News 4 has been covering the push for tougher sentences for gun crimes in St. Louis City.

In 2014, St. Louis Police Chief commented on sentences for gun crimes, saying sentences needed to be tougher.

"What I'm looking for is when somebody pleads guilty and is found guilty, there's an outcome that keeps the community safe and doesn't put them at risk," says Dotson.

In this latest case, James Green, a convicted felon, was found guilty of having several illegal weapons in his home in 2014. Prosecutors recommended a seven-year sentence, but the judge sentenced to almost 10 times that suggested amount.

The Circuit Attorney's office says while the judge did sentence Green to 60 years, it is highly unlikely he will serve the full term.

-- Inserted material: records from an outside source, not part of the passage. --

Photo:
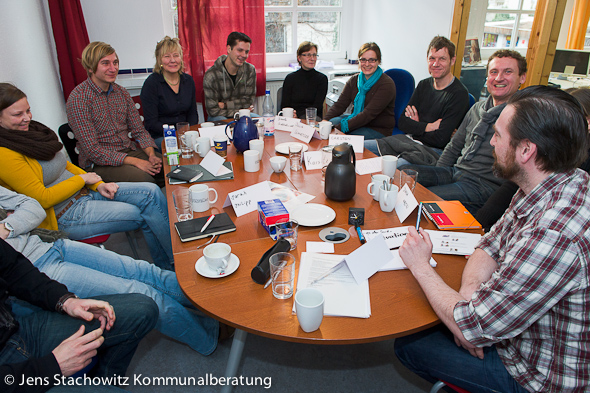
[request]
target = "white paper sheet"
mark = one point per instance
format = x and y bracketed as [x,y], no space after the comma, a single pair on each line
[369,165]
[342,295]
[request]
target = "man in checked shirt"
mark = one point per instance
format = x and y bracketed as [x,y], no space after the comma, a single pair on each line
[521,320]
[103,117]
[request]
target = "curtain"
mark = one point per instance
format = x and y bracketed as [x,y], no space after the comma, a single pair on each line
[203,27]
[71,37]
[578,25]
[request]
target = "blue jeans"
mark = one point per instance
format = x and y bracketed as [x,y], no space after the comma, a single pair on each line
[434,356]
[451,184]
[373,147]
[136,205]
[41,332]
[90,271]
[367,132]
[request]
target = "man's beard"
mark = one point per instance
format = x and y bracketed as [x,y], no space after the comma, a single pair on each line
[508,171]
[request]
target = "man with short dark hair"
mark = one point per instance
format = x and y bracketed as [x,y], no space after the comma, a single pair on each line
[522,314]
[464,170]
[435,110]
[38,350]
[103,117]
[230,83]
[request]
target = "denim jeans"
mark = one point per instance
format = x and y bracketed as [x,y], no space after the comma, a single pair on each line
[367,132]
[136,205]
[41,332]
[90,271]
[450,184]
[433,355]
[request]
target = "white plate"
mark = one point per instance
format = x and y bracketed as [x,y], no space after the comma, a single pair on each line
[204,270]
[313,215]
[283,148]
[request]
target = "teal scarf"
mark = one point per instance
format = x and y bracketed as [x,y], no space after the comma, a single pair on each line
[364,86]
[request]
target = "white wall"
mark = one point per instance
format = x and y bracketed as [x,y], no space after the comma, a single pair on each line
[27,51]
[402,29]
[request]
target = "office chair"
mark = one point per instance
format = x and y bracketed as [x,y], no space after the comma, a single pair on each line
[440,384]
[69,140]
[404,88]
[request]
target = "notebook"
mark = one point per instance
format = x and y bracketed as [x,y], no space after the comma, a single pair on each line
[450,215]
[191,229]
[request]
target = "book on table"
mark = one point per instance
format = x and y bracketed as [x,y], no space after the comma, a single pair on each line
[191,229]
[450,215]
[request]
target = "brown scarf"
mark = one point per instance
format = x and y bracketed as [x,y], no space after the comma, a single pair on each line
[39,142]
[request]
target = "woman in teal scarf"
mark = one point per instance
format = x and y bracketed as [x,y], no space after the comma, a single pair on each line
[372,94]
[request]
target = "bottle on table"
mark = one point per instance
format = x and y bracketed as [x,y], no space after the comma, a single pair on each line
[268,114]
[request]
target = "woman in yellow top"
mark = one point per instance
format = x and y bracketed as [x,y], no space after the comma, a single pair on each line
[32,162]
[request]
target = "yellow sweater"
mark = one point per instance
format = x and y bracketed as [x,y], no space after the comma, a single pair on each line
[24,175]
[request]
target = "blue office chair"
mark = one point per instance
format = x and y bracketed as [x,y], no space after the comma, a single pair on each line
[404,88]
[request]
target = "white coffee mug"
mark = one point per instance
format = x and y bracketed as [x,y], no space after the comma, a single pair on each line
[388,165]
[191,138]
[199,194]
[309,306]
[203,146]
[278,163]
[251,161]
[376,183]
[217,256]
[388,199]
[241,112]
[325,129]
[286,112]
[258,145]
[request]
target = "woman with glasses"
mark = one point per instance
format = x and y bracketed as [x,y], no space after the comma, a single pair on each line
[168,95]
[372,94]
[305,87]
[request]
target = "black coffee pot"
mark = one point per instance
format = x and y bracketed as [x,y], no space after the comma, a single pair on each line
[340,182]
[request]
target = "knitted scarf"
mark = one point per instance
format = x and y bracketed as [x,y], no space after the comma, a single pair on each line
[39,142]
[364,85]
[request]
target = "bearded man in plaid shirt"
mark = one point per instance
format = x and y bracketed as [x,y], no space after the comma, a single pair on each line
[521,320]
[111,137]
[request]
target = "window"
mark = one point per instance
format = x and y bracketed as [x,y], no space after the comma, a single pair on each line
[290,22]
[506,19]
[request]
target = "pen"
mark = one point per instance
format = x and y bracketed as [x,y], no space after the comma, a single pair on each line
[419,216]
[208,222]
[338,266]
[360,233]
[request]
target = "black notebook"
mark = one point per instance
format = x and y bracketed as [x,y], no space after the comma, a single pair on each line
[191,229]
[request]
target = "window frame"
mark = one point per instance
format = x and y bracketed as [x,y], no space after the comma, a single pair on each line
[283,59]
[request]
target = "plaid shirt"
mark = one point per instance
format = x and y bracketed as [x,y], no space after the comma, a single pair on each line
[103,122]
[536,306]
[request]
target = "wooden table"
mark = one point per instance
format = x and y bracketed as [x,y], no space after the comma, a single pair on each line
[398,305]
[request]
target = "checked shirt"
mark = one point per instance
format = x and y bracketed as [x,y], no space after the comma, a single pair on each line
[536,306]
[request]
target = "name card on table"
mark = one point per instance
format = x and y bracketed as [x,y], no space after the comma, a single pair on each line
[245,200]
[313,160]
[406,203]
[357,141]
[285,123]
[212,132]
[304,133]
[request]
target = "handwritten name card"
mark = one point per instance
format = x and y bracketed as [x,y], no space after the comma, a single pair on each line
[357,141]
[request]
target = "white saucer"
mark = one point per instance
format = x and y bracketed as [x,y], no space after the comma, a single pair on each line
[283,148]
[204,270]
[313,215]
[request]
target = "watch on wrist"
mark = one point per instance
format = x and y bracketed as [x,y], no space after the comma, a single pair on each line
[59,307]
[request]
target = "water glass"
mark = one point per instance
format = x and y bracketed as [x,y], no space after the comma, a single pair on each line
[282,273]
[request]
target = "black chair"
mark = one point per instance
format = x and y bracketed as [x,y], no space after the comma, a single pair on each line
[69,141]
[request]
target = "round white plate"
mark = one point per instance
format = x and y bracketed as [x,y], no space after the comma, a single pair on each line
[203,269]
[283,148]
[313,215]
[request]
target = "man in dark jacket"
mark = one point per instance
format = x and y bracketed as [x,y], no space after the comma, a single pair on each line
[39,350]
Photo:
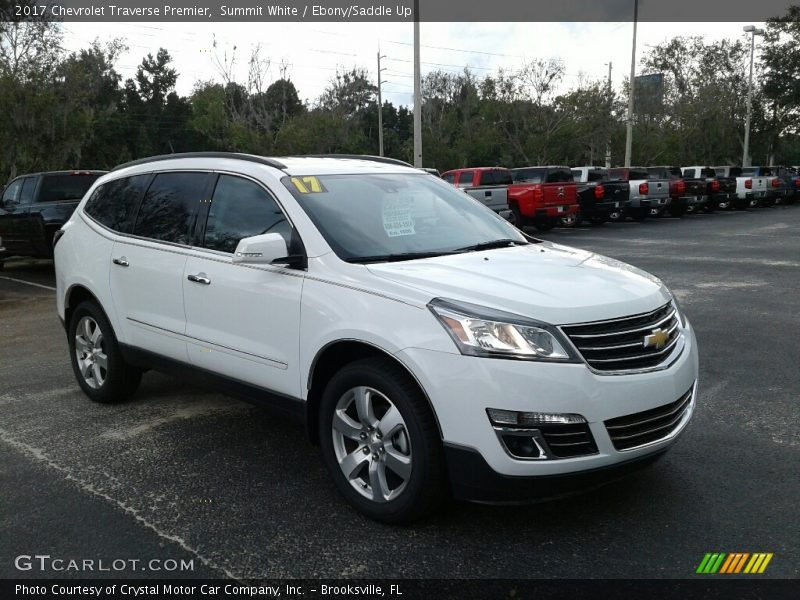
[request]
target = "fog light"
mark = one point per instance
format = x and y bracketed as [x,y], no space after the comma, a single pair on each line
[522,446]
[530,419]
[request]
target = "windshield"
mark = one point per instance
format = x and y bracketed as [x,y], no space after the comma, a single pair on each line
[392,217]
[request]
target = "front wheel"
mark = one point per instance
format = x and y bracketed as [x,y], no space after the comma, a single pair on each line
[569,221]
[97,362]
[380,442]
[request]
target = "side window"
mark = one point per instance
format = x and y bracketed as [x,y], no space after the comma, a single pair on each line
[28,187]
[11,193]
[465,179]
[241,208]
[169,206]
[113,204]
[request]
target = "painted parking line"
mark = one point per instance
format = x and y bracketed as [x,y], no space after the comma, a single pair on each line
[46,287]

That is up to the probation and parole board to decide.

"We think that this case sends a clear message to people in our city who want to pick up a gun illegally and tells them that there are consequences to their actions and you shouldn't do it," says Beth Orwick, chief trial assistant.

A defense attorney not connected to Green's case disagrees.

"The question here is 60 years going to send some kind of a message that has an unintended result? For example, if a convicted felon is caught with a gun are they going to try and shoot their way out instead of surrendering  and doing what they would have thought would have been some time, that wouldn't have been the rest of their life?" says Lynette Petruska.

Orwick says each case is looked at individually and that in this case, the judge handed down the appropriate sentence.

“It is important to look at the factors in this case and the trial that occurred and what the judge learned. Is this the solution for every single person? Perhaps not. But for this man, it is the appropriate sentence and we are thrilled about it," she says.

Orwick said this sentence is most likely not a precedent for future cases, mentioning that each case is looked at and handled on a case-by-case basis.